Speaking about IBM's work on the Cell project, Hofstee was quick to note that Sony - and particularly the PlayStation father - had a lot of influence on the PS3 processor. "It really was Sony and Ken Kutaragi that was the driver for this project," he said. "He spent quite a bit of money on it. $400 million for a processor...this is about as serious as it gets." "Remarkably," he added, "this chip is almost exactly the same size, in square millimetres, as the first chip that went into the PlayStation2."
The Cell designer then touched on the trials of designing a chip for a game console: "With game processors," Hofstee noted, "because of the economics of how game systems seems to have worked in the past - you always have to wait and see if it works that way going forward - is that game developers get a stable platform for five or six years." "And because that is sort of how it works," he added, "there is a big focus on chip size and power and cost reduction over that period."

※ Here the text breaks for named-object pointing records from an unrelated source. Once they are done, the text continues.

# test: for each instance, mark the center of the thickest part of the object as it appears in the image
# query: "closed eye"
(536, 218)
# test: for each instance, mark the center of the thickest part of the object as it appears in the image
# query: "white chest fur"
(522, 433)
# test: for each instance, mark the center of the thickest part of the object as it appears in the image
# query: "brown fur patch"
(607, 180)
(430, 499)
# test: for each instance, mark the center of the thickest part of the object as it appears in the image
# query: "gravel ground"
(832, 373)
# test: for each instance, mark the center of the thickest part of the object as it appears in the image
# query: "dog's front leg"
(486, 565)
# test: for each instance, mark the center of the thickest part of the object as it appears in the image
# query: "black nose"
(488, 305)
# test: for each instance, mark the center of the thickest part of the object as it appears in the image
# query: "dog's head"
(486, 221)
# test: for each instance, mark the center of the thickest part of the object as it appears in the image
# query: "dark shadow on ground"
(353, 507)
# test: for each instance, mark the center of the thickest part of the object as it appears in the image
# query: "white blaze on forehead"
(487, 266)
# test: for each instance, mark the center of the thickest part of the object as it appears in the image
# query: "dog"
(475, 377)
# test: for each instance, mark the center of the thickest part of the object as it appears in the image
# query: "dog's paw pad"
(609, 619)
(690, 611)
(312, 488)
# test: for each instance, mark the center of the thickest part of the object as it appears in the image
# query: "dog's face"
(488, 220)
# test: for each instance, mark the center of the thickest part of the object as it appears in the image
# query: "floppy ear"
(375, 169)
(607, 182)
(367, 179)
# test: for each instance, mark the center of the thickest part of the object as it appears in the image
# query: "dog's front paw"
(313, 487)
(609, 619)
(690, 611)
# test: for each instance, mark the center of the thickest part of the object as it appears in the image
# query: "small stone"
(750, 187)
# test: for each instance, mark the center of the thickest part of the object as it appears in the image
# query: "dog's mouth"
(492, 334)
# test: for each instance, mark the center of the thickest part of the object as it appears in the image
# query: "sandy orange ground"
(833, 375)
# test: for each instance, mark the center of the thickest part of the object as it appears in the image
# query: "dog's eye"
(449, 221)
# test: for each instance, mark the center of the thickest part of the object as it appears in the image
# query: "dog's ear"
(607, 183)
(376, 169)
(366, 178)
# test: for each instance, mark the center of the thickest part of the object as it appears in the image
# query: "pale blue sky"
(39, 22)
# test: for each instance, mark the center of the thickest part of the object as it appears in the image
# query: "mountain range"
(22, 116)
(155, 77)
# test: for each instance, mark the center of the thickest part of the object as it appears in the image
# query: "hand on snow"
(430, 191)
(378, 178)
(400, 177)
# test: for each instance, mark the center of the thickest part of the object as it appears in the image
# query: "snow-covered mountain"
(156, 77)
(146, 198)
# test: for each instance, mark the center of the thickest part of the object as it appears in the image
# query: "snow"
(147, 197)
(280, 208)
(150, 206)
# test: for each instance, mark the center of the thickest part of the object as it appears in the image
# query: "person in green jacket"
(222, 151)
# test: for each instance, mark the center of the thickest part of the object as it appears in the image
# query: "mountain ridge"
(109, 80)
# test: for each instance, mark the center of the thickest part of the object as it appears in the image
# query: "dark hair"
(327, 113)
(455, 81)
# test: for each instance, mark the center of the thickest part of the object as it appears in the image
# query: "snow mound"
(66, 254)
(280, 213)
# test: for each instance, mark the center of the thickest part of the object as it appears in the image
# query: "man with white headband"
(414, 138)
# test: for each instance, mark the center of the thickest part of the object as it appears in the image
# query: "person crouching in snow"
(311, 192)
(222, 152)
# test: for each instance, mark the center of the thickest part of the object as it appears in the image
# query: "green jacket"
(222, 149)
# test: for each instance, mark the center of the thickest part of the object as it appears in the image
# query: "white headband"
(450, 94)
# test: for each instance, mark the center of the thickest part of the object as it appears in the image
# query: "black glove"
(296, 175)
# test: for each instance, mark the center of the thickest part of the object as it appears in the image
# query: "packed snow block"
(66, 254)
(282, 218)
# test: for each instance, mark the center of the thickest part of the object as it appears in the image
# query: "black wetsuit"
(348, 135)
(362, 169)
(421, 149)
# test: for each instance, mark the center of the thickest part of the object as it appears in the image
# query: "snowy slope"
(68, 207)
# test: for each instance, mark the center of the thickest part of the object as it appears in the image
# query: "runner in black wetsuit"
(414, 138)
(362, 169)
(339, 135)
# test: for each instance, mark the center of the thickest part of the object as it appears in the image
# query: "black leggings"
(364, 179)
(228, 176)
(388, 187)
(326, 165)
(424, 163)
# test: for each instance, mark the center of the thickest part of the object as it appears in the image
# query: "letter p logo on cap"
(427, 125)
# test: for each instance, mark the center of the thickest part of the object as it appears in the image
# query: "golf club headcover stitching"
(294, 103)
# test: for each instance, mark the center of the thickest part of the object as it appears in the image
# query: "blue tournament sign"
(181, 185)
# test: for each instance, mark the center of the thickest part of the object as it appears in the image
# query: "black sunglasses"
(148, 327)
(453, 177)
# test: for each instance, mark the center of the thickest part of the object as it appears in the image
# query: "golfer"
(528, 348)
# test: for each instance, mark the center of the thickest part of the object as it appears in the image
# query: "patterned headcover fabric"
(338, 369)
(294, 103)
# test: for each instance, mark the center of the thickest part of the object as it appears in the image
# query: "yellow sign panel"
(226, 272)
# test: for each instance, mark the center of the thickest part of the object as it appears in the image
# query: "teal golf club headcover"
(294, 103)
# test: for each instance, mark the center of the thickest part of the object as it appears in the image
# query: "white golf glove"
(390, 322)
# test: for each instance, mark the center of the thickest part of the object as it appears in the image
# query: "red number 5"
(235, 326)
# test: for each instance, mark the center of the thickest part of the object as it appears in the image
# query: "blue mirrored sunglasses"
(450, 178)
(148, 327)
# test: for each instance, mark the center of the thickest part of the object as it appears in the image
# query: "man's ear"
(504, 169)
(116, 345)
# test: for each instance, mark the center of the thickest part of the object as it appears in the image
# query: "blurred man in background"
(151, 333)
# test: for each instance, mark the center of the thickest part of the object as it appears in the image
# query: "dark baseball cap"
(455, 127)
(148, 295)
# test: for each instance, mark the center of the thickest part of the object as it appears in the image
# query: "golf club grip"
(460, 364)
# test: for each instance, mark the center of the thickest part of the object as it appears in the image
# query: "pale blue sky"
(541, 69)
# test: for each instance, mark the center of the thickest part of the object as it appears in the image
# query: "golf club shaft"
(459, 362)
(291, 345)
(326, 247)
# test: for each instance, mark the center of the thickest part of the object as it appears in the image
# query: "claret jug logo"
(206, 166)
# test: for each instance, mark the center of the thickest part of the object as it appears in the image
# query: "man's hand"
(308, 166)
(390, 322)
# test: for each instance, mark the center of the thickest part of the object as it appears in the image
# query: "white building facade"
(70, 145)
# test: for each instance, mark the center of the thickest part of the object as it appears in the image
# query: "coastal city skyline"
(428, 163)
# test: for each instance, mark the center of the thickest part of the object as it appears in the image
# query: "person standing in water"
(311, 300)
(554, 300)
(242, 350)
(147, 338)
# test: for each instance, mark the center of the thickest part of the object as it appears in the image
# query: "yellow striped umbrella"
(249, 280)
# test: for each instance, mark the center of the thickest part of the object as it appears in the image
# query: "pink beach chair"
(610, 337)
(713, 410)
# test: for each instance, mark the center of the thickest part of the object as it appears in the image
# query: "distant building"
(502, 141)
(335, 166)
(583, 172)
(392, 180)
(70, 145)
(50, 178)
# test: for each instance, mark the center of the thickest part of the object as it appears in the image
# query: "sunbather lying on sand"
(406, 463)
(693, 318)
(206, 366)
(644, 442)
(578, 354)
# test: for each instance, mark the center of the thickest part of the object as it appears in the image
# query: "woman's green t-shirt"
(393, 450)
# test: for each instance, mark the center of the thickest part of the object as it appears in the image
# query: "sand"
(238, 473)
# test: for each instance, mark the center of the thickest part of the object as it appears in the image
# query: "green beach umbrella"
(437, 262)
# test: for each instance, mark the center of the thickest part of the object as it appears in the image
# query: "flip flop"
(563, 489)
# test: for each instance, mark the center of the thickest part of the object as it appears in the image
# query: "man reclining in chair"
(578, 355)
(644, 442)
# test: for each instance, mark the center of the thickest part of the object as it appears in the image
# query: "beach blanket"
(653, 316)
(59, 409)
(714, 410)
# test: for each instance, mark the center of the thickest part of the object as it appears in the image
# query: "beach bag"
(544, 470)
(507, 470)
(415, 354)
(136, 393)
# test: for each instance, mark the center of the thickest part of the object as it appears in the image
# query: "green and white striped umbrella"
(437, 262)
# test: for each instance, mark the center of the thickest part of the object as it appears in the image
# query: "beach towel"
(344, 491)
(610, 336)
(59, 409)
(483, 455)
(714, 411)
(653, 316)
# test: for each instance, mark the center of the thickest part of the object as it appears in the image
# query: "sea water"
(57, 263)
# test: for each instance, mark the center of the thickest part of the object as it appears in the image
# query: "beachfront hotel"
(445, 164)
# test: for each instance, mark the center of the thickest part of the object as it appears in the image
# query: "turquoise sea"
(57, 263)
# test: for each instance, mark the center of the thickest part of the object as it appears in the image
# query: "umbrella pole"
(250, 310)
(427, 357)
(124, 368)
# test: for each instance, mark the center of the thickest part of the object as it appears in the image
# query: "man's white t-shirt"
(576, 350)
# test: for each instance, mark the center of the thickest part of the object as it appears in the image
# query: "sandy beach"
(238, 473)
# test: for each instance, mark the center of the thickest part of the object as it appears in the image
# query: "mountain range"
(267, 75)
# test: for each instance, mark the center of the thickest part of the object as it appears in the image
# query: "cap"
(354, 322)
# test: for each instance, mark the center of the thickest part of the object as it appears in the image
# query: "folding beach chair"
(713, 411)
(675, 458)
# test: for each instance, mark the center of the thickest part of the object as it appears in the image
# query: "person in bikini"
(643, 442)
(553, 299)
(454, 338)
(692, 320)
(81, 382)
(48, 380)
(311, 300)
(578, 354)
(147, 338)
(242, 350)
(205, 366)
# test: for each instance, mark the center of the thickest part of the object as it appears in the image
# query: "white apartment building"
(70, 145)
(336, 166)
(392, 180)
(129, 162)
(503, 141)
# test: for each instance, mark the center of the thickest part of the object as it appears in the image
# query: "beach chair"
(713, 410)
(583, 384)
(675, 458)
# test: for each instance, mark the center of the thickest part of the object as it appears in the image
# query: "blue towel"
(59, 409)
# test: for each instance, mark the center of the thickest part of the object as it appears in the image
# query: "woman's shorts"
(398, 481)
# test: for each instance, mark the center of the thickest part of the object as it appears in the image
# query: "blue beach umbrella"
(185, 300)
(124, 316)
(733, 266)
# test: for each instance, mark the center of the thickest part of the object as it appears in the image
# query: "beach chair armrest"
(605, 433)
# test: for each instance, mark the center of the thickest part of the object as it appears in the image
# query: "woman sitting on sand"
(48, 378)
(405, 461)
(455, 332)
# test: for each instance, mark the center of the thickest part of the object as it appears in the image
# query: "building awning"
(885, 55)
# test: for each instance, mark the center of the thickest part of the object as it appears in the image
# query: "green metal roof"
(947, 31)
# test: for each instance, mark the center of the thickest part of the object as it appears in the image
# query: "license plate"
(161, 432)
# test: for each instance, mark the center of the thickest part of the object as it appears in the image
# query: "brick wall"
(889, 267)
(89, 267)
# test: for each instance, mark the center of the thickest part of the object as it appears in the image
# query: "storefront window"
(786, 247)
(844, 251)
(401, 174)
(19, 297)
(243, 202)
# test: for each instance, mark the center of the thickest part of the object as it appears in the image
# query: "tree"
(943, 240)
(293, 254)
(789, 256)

When asked by our friends over at Next-Gen.biz how he felt, as a scientist, working inside the wonderful world of videogames, Hofstee said: "I think games are an interesting application area, but quite clearly, Cell is not just for games. There are many other areas it can be used. Games are the thing that inspired us to do it."
"I think the biggest problem is to find ways to make [Cell] effective for the programmers," said Hofstee. "My dream is that everyone who has a PlayStation can start programming with Cell."
With the PlayStation 3 apparently set to arrive at around 350 GBP, lets hope that Sony's much-touted processor is worth every penny.